Tak mau mati, akibat melayani banyak lelaki, ia lalu melarikan diri. Namun, usaha itu tetap saja tak membebaskan dirinya dari maut. Sebab Maniken selalu dihadang marabahaya. Untung, ia diselamatkan Satya setelah ia sendiri mengalami nasib pahit akibat serbuan tentara Rama yang telah mengobrak-abrik kampungnya. Lalu keduanya berniat mencari Walmiki (ke arah senja), untuk menanyakan "takdir/jalan cerita" yang ditulisnya.

Tapi belum sempat ketemu Walmiki, keduanya malah menemukan peta yang memberi petunjuk di mana Kitab Omong Kosong (ditulis Hanoman) bisa digunakan untuk membangun kembali peradaban dunia yang hancur akibat Persembahan Kuda. Dengan peta itu, keduanya mengembara ke selatan --tak jadi mencari Walmiki. Namun pada akhirnya, kedua orang itu menemukan Walmiki dan bisa bebas dari pena nasib yang ditulis Walmiki. Selain itu keduanya juga berhasil menemukan Kitab Omong Kosong dan setelah mempelajarinya, jadilah orang berpengetahuan yang tak lagi bisa ditindas dan disewenang-wenangi.

Hikmah dari Ramayana
Pelajaran apa yang bisa dipetik dari kisah Ramayana, mengingat epik itu ditulis dua puluh empat abad yang lalu dan kini terdapat banyak versi?

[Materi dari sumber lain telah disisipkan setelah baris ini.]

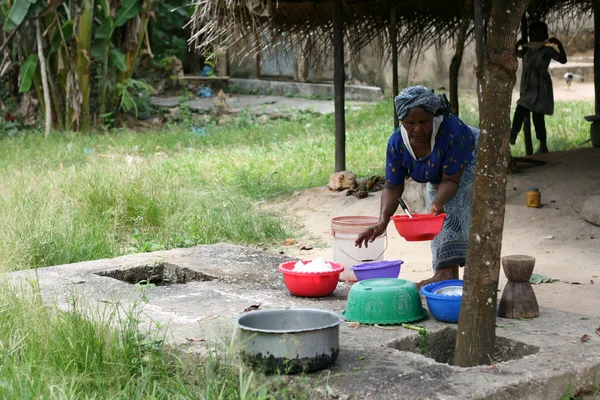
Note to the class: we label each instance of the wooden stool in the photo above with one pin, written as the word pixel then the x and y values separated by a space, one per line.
pixel 518 299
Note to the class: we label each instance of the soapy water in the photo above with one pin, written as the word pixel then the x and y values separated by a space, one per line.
pixel 317 265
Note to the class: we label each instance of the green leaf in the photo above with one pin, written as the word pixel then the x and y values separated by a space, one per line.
pixel 27 71
pixel 17 14
pixel 102 39
pixel 117 58
pixel 105 7
pixel 536 279
pixel 128 10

Setidaknya, meski terdapat perbedaan jalan cerita, antara satu versi dengan versi yang lain, tetap saja inti dari kisah Ramayana (karya Walmiki) tak terkurangi. Pesan dan nilai pelajaran itu, setidaknya bentuk keteladanan tokoh utama yang bisa dijadikan cermin dalam menjalani hidup ini. Sebab, di tengah "krisis" keteladanan sekarang ini, figur Rama, Sita (juga Maniken dan Satya) telah memberikan gambaran akan sifat-sifat seorang kesatria, raja dan istri yang baik. Apalagi, "gelembung kejahatan" Rahwana --miminjam istilah Seno-- sampai kapan pun membumbung terus sebelum bumi ini kiamat, dan tugas kesatria adalah menumpas kejahatan, berlaku adil dan bijak.****)

*) nur mursidi, cerpenis dan esais, tinggal di Yogyakarta.